Tuesday, November 18, 2008

More of the Shame

Last week I asked Miss Information readers to send in their most humiliating sexual moment. You can check out the winner in this week's column.

Here are some of the equally awesome runners-up that didn't make it:

Why Window Treatments are Optional. As is Shame.
"One year in college, I lived in an old stone building that was extremely cold and drafty in the winter. The school sent out the custodians to seal plastic over the inside of the windows to try to improve things for the winter. They came while I was out, sealing in the items that were on my window ledge, as well as leaving the curtain open. My choice was to leave it like that, or freeze to fix the situation. I chose to leave it.

One day, I was naked in bed giving my boyfriend a blow job. I happened to glance out the window and saw a group of people watching from the window across the way! I yelped, stopped what I was doing, and tried to cover us up. They all thought that was extremely funny, and started pointing and laughing and calling more people over. It was horrible.

Eventually, I realized there was only one way out of this. So, I threw back the covers, resumed what I was doing, and gave them a little wave in the process. Now, it was their turn to look embarrassed. The girl whose room it was dragged the guys away from the window, shot us a dirty look, and yanked her shade down. Mercifully, it stayed down the rest of the winter, as I couldn't fix my own.
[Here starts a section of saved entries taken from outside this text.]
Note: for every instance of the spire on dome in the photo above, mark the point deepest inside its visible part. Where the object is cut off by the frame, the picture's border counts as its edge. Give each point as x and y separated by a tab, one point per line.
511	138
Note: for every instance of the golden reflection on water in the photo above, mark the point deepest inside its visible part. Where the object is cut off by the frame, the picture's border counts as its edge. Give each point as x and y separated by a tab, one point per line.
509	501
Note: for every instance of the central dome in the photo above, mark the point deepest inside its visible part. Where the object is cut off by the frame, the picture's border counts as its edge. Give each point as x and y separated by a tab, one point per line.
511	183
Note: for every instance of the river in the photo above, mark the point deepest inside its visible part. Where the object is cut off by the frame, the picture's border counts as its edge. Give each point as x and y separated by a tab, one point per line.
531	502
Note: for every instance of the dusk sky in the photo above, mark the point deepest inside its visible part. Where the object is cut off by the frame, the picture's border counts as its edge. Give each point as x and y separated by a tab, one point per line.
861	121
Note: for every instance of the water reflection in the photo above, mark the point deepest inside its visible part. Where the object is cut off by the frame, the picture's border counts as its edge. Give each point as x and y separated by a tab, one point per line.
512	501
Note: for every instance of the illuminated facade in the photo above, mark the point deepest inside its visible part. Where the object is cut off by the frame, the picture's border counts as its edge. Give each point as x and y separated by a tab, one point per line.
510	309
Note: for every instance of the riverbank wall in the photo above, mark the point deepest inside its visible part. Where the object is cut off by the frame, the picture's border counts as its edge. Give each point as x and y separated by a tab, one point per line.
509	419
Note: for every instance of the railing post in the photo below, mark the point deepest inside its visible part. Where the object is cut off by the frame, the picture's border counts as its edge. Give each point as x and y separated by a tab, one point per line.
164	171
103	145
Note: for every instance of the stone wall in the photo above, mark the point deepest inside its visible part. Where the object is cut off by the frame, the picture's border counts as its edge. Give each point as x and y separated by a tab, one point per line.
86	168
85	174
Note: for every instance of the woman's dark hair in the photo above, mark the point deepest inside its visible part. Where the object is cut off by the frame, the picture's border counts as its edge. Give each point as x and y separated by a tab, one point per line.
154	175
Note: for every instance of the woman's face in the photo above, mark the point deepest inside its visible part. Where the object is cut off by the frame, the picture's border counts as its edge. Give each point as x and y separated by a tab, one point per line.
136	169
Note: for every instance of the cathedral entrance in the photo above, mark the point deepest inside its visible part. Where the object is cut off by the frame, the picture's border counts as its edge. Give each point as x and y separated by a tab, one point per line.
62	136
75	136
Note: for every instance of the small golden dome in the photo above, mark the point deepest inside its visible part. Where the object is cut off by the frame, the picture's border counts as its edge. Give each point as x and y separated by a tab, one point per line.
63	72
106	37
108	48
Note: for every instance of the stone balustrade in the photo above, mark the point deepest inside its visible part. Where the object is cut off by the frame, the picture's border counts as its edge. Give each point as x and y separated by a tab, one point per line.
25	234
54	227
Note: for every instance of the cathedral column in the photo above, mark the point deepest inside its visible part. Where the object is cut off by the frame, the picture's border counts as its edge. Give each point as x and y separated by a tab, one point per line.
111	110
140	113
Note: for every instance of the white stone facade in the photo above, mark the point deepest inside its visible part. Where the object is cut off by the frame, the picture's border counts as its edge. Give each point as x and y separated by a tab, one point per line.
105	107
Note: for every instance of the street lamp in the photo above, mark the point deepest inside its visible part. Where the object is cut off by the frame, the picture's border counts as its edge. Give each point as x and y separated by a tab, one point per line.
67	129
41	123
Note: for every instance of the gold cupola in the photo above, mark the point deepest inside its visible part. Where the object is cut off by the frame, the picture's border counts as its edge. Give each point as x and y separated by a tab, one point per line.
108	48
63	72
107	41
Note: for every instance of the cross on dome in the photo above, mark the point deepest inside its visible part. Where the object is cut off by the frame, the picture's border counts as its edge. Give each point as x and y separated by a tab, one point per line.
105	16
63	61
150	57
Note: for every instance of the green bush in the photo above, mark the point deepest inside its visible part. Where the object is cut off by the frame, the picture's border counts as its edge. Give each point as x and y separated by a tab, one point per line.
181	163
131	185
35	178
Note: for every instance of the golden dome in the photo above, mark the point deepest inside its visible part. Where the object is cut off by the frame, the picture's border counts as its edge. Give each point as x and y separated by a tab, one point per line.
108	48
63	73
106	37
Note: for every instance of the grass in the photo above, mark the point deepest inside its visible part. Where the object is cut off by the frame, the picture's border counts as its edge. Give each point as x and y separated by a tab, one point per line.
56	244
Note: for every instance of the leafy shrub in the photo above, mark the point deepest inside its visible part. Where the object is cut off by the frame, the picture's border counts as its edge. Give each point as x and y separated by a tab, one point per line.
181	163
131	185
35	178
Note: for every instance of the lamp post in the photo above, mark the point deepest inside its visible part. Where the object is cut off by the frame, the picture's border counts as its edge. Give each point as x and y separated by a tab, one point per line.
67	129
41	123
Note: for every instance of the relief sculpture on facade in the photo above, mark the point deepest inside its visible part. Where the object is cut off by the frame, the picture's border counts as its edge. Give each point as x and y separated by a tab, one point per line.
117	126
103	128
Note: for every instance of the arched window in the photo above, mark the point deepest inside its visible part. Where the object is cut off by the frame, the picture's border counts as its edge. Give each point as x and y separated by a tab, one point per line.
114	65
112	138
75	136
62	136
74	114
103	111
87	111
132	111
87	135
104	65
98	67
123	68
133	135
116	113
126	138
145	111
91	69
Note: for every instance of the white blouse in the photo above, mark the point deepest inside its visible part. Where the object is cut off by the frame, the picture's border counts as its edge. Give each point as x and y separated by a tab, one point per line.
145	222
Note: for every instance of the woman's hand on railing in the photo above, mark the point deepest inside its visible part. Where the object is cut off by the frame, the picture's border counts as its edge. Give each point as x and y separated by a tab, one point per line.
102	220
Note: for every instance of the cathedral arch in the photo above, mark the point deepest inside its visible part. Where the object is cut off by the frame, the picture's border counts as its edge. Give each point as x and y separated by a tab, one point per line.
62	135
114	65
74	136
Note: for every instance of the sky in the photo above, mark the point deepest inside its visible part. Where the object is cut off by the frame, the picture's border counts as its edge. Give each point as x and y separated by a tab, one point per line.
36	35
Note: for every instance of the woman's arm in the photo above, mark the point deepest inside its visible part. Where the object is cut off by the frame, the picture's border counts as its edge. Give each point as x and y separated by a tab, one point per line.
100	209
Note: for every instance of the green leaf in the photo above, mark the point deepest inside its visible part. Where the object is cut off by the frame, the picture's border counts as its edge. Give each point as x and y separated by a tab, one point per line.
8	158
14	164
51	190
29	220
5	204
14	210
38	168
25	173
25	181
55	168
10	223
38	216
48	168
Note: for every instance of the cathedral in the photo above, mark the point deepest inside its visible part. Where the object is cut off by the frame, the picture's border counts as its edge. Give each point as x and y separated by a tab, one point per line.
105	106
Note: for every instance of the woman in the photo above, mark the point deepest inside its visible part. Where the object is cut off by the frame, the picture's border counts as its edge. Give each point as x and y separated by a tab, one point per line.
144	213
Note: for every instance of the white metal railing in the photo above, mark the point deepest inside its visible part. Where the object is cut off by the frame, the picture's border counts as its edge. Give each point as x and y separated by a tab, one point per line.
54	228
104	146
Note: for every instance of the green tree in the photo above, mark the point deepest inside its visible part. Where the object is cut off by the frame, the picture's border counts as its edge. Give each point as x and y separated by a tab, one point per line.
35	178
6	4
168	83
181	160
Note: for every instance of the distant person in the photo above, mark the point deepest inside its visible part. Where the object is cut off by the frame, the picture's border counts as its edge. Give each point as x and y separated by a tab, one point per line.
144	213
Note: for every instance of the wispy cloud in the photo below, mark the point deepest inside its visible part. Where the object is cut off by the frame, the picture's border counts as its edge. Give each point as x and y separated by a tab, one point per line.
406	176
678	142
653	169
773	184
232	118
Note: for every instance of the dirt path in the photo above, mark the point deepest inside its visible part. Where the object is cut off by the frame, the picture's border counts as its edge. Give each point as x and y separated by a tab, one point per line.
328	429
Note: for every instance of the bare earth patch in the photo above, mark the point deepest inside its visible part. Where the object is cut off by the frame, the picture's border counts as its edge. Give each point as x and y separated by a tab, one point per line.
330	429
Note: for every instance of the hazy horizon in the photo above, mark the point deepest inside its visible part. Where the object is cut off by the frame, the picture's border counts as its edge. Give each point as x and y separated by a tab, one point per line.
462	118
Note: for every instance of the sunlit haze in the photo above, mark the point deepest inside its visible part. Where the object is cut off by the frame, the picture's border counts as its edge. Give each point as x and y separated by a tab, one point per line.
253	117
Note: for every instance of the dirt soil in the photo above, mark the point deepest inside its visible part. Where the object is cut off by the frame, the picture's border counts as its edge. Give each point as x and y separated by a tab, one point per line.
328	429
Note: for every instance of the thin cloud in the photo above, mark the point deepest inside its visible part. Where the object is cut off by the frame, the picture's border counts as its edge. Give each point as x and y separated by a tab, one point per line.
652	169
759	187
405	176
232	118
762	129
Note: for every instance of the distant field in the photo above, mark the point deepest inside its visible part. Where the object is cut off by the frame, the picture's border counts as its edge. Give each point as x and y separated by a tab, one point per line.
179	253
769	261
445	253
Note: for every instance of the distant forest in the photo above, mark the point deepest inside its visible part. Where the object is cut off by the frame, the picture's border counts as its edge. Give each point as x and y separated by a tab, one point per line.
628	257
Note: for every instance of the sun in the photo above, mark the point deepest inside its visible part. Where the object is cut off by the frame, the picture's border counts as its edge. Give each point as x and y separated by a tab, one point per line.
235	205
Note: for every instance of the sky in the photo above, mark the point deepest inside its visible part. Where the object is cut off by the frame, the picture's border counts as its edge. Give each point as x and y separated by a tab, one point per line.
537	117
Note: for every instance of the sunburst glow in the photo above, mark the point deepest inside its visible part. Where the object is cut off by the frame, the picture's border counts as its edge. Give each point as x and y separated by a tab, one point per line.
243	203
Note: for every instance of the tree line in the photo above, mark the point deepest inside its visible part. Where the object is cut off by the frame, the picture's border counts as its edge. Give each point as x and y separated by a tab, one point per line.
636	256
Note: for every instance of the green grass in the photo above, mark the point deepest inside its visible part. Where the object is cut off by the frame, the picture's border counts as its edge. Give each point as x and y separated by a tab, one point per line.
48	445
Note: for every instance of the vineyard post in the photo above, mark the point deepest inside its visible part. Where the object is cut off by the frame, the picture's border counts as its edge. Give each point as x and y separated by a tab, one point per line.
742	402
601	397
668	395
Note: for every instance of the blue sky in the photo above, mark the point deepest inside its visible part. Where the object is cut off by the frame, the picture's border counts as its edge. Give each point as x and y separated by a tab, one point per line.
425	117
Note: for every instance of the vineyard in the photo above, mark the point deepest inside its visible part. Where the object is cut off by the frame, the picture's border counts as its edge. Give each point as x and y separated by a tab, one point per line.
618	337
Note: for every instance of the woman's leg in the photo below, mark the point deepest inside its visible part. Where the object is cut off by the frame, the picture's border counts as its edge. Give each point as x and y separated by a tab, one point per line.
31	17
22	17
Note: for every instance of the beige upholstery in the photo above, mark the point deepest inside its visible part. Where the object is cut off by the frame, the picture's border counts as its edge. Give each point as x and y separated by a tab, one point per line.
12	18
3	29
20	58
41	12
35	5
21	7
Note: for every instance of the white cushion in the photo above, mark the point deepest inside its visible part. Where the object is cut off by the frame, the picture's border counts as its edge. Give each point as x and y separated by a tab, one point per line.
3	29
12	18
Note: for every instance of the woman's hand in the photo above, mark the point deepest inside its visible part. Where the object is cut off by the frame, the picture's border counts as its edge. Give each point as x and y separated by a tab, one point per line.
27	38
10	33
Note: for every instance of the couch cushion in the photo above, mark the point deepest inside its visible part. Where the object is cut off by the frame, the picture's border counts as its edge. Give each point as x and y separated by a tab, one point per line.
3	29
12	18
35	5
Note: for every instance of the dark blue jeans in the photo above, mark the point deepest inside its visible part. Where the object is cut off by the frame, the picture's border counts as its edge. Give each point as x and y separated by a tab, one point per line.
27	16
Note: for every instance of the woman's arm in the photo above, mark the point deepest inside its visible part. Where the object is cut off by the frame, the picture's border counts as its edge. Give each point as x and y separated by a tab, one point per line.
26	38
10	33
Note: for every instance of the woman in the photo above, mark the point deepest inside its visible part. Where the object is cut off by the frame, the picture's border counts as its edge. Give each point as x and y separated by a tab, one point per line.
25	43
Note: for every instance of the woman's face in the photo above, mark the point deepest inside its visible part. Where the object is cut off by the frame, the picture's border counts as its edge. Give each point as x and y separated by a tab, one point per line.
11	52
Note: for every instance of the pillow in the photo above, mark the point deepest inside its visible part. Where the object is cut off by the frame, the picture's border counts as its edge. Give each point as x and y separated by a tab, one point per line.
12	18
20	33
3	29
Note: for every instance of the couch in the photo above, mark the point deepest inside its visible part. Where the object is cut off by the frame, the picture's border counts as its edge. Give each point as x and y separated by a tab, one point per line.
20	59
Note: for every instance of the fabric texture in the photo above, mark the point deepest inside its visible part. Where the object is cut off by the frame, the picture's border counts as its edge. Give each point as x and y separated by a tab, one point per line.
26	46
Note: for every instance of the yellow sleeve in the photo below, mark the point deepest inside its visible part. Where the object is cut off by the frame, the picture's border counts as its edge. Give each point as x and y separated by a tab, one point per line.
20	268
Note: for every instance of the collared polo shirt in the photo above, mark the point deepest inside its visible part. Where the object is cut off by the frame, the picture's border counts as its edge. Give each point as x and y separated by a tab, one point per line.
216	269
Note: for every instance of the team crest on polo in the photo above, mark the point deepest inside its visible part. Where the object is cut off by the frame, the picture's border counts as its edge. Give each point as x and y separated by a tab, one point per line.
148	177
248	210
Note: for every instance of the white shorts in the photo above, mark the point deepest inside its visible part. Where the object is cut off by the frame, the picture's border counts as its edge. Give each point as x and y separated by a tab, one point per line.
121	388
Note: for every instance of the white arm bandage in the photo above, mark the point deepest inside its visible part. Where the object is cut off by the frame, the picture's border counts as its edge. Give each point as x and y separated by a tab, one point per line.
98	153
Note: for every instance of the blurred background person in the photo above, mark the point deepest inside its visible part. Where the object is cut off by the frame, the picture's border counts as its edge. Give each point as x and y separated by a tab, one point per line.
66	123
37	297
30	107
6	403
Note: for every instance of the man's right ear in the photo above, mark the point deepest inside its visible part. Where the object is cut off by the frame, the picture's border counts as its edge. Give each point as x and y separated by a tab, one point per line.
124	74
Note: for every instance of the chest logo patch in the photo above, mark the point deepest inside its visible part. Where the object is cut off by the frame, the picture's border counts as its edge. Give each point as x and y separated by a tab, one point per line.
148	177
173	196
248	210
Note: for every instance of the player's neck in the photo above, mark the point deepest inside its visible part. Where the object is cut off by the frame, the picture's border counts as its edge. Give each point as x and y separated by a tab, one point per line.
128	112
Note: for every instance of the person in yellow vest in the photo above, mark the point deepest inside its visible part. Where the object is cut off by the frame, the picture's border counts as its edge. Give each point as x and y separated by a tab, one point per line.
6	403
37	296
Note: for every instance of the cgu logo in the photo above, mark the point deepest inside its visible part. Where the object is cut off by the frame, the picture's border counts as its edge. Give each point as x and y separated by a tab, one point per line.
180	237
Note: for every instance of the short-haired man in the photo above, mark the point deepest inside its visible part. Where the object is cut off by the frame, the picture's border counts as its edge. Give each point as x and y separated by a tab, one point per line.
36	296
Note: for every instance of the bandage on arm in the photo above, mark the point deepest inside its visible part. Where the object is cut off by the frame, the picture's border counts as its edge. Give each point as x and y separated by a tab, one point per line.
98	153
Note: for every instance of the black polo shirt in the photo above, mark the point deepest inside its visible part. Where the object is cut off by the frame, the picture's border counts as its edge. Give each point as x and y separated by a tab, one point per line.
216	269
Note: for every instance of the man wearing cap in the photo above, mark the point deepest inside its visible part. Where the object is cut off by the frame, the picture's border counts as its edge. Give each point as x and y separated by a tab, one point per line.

I got something of a reputation around campus, but that's the boyfriend I married, so I guess it all worked out okay in the end."

Bottoms Up, Ass + Glass...The Title Possibilities are Endless
"My boyfriend and I were fooling around in my bedroom, and for whatever reason, he was lying on my bed pretty much fully clothed, and I was on all fours on top of him, completely naked.

Just then, my mother opens the door to my room without looking, and is greeted by my big naked butt. She closed the door immediately and left (we've never spoken about it - we're too British to do that), but while she was exiting, I tried to hide the best way I could: I rolled off the side of my bed onto the floor.

Unfortunately, I misjudged the distance between the bed and the nearby bookcase, slammed into my bookcase, and had my entire glass bottle collection come crashing down on top of me.

Of course, my considerate boyfriend was too busy freaking out to notice that I was covered in bottles. In fact, he was so "deer in the headlights" that when I asked him about it recently, he had no recollection of the bottle barrage at all!"

Enter the Dragon. Actually, Scratch That. Better Wait.
"At the college I attended, there is a big building that is designed to look like a castle on the outside. My boyfriend and I always wanted to have sex outside on one of the turrets or on the roof. We just wanted to make sure we had a place where we couldn't be seen or stumbled upon accidentally.

One day, we decided to go for it, and went out scouting. We had just climbed out a window from a unused kitchen, when up popped this small child! And right behind him was my psychology professor!

My professor knew right away what we were up to, and said sternly that he and his grandson were on a dragon hunt. We assured the boy that there were no dragons out there, and we would let him know if we saw any. We decided that particular turret was not a good spot for our plans. We wanted to keep scouting, but every good spot we tried, the dragon hunting pair had gotten to right before us, and my professor kept shooting us dirty looks. So, we gave up.

The next day in class, he asked in front of everyone how our 'dragon hunting' had gone the day before. I'm sure I turned beet red, and then had to explain the story my friends, because they wouldn't let it drop. They were rolling with laughter. It was terrible.

My boyfriend and I did eventually, uh, 'find the dragon' before we graduated, but that's a whole different story."

Brevity is the Soul of Sh*t, aka The Perv Hemingway
"The morning after a night of many pleasures I was aglow while walking my dog through the dappled sunlight. Then she pooped out a condom. Just as old Italian woman was walking by.

Sunday, November 16, 2008

Dear Hindu Jeebus:

Please let me come back as a reed in Lionel Richie's saxophone in my next life.